VW has previously intimated a swing back to its heritage nameplates, and the ID tag is likely to be phased out as core models are electrified.  

Fiesta may have died, but Polo gets a stay of execution

The Golf’s little brother, the Polo, will be a fixture in VW showrooms for longer now, thanks to the European Union pushing back tough emissions regulations from 2025 to 2030. Car makers’ protests that expensive exhaust treatments would have made superminis unprofitable appear to have been heard.

‘The Polo will definitely carry on until the end of the decade. Euro 7 has been done in a reasonable way: it adds cost to vehicles but not too crazily,’ explained the boss. Car makers will still be compelled to clean up brake and tyre particulates nonetheless.

‘What adds tremendous cost is the GSR2 safety regulation, with interior cameras and a couple of things you need to add to the platform. That is a real cost complication but we’ve now done it across the brands and we can carry on.

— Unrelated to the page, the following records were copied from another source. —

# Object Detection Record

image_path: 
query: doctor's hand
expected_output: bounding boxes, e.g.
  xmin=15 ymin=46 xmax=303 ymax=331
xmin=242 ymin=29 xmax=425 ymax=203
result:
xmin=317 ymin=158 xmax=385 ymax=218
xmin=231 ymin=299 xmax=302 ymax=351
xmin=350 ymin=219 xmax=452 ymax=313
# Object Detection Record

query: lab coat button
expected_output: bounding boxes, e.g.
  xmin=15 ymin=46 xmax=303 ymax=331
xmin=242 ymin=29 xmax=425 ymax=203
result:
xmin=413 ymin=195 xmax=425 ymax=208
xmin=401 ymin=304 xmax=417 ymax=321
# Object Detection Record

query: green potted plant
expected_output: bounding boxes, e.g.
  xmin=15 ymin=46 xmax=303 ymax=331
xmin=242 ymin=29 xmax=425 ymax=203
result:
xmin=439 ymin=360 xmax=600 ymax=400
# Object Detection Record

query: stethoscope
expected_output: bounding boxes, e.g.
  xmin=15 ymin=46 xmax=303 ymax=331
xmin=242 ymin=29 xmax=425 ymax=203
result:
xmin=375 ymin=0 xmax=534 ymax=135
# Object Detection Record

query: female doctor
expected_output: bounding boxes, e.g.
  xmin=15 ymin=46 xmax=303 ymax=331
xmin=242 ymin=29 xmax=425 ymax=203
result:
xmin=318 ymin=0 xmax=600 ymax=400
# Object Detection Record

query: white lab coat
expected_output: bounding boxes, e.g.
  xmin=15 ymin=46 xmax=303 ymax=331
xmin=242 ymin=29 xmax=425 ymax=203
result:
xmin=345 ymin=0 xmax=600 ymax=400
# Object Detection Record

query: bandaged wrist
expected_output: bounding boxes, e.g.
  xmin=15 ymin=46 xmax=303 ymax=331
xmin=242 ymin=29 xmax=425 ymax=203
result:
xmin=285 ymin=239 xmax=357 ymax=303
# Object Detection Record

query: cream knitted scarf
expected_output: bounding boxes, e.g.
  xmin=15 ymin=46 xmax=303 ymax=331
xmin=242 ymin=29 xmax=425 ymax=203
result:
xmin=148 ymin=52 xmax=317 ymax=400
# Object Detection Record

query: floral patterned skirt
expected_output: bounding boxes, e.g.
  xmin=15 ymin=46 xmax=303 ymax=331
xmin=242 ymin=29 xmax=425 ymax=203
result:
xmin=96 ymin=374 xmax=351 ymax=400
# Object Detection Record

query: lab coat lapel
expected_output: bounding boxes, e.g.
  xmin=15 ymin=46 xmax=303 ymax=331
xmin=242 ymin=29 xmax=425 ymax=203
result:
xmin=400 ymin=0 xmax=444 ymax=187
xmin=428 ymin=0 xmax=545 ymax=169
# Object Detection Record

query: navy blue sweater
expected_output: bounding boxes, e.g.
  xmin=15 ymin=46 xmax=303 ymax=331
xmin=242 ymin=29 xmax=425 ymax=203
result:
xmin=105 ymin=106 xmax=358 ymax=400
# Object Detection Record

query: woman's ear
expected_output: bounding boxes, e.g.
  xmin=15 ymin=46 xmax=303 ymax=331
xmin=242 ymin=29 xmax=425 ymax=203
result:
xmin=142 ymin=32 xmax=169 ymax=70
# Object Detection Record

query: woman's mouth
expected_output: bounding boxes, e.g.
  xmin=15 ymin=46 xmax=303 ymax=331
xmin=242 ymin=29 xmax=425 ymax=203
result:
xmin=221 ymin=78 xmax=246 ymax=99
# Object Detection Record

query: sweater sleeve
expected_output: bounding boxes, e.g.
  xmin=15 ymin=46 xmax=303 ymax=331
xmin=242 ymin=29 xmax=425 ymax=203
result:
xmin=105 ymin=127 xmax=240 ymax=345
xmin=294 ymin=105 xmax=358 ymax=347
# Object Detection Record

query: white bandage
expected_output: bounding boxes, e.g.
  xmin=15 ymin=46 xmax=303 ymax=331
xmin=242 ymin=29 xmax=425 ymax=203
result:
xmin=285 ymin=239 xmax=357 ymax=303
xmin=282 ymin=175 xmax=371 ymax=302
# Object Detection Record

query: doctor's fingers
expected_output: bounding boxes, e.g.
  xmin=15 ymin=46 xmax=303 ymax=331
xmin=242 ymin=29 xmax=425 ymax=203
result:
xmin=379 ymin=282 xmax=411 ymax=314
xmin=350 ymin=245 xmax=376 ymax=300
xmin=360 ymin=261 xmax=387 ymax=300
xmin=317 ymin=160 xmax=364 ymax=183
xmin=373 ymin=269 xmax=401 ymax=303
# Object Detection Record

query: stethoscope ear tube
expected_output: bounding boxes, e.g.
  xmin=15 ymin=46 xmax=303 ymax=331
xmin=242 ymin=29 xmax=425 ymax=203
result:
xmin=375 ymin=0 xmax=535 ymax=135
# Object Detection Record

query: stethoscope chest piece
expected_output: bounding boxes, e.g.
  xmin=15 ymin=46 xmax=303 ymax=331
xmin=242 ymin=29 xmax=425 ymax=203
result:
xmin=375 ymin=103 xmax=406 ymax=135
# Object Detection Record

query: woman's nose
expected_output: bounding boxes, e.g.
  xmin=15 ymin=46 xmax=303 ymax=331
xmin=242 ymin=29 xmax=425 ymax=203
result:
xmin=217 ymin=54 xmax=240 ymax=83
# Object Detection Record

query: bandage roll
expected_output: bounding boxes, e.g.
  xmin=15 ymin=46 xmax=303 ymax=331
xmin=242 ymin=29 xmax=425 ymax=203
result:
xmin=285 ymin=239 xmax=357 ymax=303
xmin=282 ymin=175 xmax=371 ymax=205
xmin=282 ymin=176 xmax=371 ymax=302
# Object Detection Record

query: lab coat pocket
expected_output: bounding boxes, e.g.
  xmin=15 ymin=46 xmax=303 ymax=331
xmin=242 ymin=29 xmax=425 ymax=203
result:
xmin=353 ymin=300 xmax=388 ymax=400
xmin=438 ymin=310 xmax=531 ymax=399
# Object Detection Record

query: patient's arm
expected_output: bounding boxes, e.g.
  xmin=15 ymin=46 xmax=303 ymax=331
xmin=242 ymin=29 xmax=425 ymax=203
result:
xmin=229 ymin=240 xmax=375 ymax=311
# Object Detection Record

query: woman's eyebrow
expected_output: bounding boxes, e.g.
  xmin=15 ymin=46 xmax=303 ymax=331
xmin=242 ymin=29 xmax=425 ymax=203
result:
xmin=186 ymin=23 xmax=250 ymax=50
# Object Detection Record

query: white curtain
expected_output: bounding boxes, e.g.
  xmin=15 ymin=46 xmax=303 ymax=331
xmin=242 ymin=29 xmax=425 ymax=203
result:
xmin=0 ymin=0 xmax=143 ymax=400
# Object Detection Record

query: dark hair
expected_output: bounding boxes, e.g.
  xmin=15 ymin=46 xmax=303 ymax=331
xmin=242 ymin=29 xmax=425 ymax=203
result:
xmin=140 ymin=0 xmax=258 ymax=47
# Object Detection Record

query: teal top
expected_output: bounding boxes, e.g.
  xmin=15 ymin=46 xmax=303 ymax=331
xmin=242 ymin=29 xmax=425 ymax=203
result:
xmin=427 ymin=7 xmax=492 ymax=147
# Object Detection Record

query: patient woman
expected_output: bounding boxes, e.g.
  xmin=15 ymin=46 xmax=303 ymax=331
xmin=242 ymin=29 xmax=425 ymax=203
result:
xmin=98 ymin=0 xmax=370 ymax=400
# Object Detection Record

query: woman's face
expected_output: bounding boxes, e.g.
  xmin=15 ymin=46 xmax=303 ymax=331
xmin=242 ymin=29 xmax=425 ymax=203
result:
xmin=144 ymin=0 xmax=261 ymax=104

We’ll keep the Polo fresh and it will be a good entry into our brand,’ says the 54-year-old CEO.

The €25,000 ID.2 – and one beneath it

But the company is working on another entry point: an electric city car, dubbed ID.1, which could arrive in late 2027. 

That’s in addition to the ID.2, the €25,000 small hatch revealed as a concept car in spring 2023. Its 4m-length is about the same size as the Polo’s – the ID.1 would slot in beneath it and effectively replace the Up! city car, which ceased production last year.

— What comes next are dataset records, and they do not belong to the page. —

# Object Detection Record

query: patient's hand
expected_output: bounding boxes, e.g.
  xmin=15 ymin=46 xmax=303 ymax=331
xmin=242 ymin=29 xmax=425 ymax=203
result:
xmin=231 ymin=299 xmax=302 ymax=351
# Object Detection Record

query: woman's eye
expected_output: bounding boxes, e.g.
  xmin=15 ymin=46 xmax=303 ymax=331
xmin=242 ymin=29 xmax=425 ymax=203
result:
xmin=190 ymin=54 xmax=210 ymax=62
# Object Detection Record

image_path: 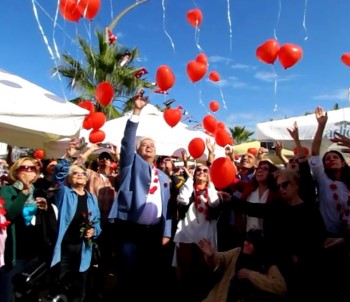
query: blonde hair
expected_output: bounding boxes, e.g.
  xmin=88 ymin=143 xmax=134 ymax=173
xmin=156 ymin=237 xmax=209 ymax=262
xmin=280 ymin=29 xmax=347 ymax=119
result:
xmin=8 ymin=157 xmax=39 ymax=182
xmin=136 ymin=137 xmax=156 ymax=152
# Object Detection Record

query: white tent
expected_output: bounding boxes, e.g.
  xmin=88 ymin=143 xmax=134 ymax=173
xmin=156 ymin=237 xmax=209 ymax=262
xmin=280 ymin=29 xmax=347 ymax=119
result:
xmin=255 ymin=108 xmax=350 ymax=152
xmin=0 ymin=69 xmax=89 ymax=149
xmin=81 ymin=104 xmax=225 ymax=160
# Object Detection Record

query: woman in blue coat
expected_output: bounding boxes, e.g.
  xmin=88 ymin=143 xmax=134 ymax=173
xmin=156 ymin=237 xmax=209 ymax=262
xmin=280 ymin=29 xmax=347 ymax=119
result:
xmin=51 ymin=159 xmax=101 ymax=301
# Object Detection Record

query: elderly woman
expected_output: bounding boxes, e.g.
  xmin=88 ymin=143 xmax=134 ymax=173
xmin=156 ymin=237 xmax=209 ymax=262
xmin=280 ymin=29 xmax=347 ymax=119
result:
xmin=0 ymin=157 xmax=56 ymax=302
xmin=51 ymin=159 xmax=101 ymax=300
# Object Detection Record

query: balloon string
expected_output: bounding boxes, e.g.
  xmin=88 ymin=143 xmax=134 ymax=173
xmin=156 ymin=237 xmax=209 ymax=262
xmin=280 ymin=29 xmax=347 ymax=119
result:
xmin=273 ymin=0 xmax=282 ymax=40
xmin=227 ymin=0 xmax=232 ymax=55
xmin=219 ymin=86 xmax=227 ymax=109
xmin=34 ymin=0 xmax=76 ymax=44
xmin=162 ymin=0 xmax=175 ymax=53
xmin=271 ymin=65 xmax=278 ymax=112
xmin=194 ymin=26 xmax=204 ymax=52
xmin=109 ymin=0 xmax=114 ymax=20
xmin=303 ymin=0 xmax=309 ymax=41
xmin=32 ymin=0 xmax=56 ymax=63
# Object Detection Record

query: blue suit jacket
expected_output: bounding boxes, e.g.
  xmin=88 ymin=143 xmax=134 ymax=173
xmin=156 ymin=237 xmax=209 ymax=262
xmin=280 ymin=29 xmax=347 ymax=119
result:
xmin=108 ymin=120 xmax=172 ymax=237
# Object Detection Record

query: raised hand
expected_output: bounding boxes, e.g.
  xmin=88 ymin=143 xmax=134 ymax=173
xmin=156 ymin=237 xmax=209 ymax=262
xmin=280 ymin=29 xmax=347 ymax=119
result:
xmin=315 ymin=106 xmax=328 ymax=125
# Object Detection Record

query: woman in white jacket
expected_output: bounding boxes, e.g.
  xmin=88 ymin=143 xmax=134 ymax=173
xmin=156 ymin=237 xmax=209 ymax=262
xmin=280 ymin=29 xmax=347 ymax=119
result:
xmin=174 ymin=165 xmax=220 ymax=301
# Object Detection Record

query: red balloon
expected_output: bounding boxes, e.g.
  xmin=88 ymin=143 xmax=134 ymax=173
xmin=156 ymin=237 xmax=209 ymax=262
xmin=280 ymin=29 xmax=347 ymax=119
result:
xmin=247 ymin=148 xmax=258 ymax=156
xmin=202 ymin=114 xmax=218 ymax=133
xmin=90 ymin=112 xmax=106 ymax=130
xmin=156 ymin=65 xmax=175 ymax=91
xmin=278 ymin=43 xmax=303 ymax=69
xmin=59 ymin=0 xmax=81 ymax=22
xmin=256 ymin=39 xmax=280 ymax=64
xmin=186 ymin=8 xmax=203 ymax=27
xmin=210 ymin=157 xmax=237 ymax=189
xmin=188 ymin=137 xmax=205 ymax=159
xmin=95 ymin=82 xmax=114 ymax=106
xmin=34 ymin=149 xmax=45 ymax=159
xmin=209 ymin=71 xmax=220 ymax=82
xmin=187 ymin=60 xmax=208 ymax=83
xmin=77 ymin=101 xmax=95 ymax=113
xmin=195 ymin=52 xmax=208 ymax=65
xmin=216 ymin=122 xmax=226 ymax=129
xmin=78 ymin=0 xmax=101 ymax=20
xmin=209 ymin=101 xmax=220 ymax=112
xmin=341 ymin=52 xmax=350 ymax=66
xmin=89 ymin=129 xmax=106 ymax=144
xmin=215 ymin=128 xmax=230 ymax=147
xmin=163 ymin=108 xmax=182 ymax=127
xmin=83 ymin=113 xmax=92 ymax=130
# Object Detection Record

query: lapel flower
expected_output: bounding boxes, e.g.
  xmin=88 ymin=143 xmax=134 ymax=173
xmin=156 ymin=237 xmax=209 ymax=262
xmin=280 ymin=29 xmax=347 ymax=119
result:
xmin=80 ymin=212 xmax=98 ymax=246
xmin=329 ymin=183 xmax=337 ymax=191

The ID.1 would rival Renault Group’s Dacia Spring, the Chinese-built EV that will cost from £14,995 when UK sales begin in October. Dacia’s 3.7m-long hatch has a 137-mile range (220km). But Schäfer ruled out importing the ID.1 from China, despite VW working on four entry-priced models on a new CMP platform there: ‘China is for China.’ 

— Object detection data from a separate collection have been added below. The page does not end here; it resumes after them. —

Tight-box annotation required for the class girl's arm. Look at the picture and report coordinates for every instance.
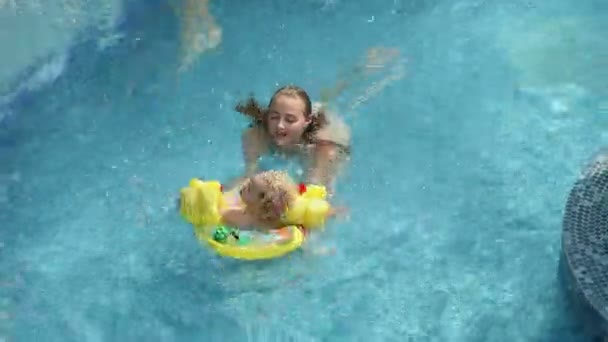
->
[241,126,268,177]
[307,144,340,187]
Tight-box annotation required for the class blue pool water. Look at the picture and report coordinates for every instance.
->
[0,0,608,341]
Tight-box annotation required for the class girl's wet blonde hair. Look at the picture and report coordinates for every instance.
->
[235,85,327,143]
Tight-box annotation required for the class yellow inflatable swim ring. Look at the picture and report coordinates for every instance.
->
[180,178,330,260]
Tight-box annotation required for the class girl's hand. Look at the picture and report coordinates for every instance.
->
[327,207,350,219]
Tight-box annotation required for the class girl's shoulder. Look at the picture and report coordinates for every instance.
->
[314,106,351,148]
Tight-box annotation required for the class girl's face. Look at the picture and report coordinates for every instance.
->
[267,95,310,147]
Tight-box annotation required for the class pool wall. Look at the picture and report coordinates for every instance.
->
[560,150,608,338]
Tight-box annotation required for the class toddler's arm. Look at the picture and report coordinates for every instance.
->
[221,208,253,229]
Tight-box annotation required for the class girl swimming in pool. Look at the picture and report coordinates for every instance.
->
[236,85,350,187]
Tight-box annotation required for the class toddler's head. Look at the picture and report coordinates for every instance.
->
[240,171,298,221]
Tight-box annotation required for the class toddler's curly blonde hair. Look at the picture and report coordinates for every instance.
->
[242,170,299,221]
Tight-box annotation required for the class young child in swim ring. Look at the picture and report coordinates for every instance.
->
[221,170,345,229]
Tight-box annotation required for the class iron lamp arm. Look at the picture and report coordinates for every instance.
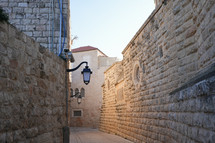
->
[66,61,88,72]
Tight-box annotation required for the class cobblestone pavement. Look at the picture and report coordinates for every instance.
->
[70,128,132,143]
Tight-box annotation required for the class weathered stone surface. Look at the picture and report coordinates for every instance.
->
[0,0,69,50]
[100,0,215,143]
[0,23,66,143]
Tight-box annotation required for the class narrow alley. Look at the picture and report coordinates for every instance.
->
[70,128,132,143]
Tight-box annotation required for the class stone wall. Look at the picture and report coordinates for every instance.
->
[0,23,66,143]
[70,49,116,128]
[0,0,69,53]
[100,0,215,143]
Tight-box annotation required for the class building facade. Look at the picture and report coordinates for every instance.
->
[70,46,117,128]
[0,0,70,54]
[100,0,215,143]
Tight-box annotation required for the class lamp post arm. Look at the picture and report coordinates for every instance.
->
[66,61,88,72]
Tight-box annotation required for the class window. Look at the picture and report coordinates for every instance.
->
[81,88,85,97]
[117,87,124,101]
[108,80,110,90]
[133,61,142,88]
[135,66,140,82]
[73,110,82,117]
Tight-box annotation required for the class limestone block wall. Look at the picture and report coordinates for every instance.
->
[70,50,116,128]
[0,23,66,143]
[100,0,215,143]
[0,0,69,53]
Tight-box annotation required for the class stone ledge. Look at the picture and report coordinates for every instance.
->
[169,63,215,95]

He continued: ‘We have four €25,000 [electric] cars coming across the brand group. They are super vehicles with no compromises on looks, safety, quality, range.

‘Do we need to go further, lower? Absolutely. We’re working on that. Why does it take so long? Because we need to make cars that fit to the VW DNA without compromises and still meet the price point.’

Will the ID.1 make it to launch?

But the ID.1 – which would cost less than €20,000 – is not a done deal. Schäfer reiterated there are four options for the business case, including co-operation with an external partner (Renault has been strongly tipped and very vocal about working with others), internal pooling and scaling it across multiple regions. 

‘I’d like to make it happen,’ says the CEO. ‘But if it’s not feasible and it doesn’t make sense we’re not going to make it.’

VW is exploring 300km (186 miles) of range for the city car: ‘you cannot offer a car that can only do 150km or something, it makes it cheap but it’s just going to annoy customers,’ says Schäfer. ‘You need enough range so you don’t run out within a day; otherwise customers could buy a plug-in hybrid with over 100km of range.’

He concluded: ‘The current EV slump that we see in Europe, it’s not really affecting the decision, because this is a car that would come in after the ID.2 so probably 2027 onwards. It just needs to be done properly. It’s a very, very sharp pencil to get this into profitability, it has to earn money. The [final] decision we’re trying to get done before summer – and then we’re ready to go.’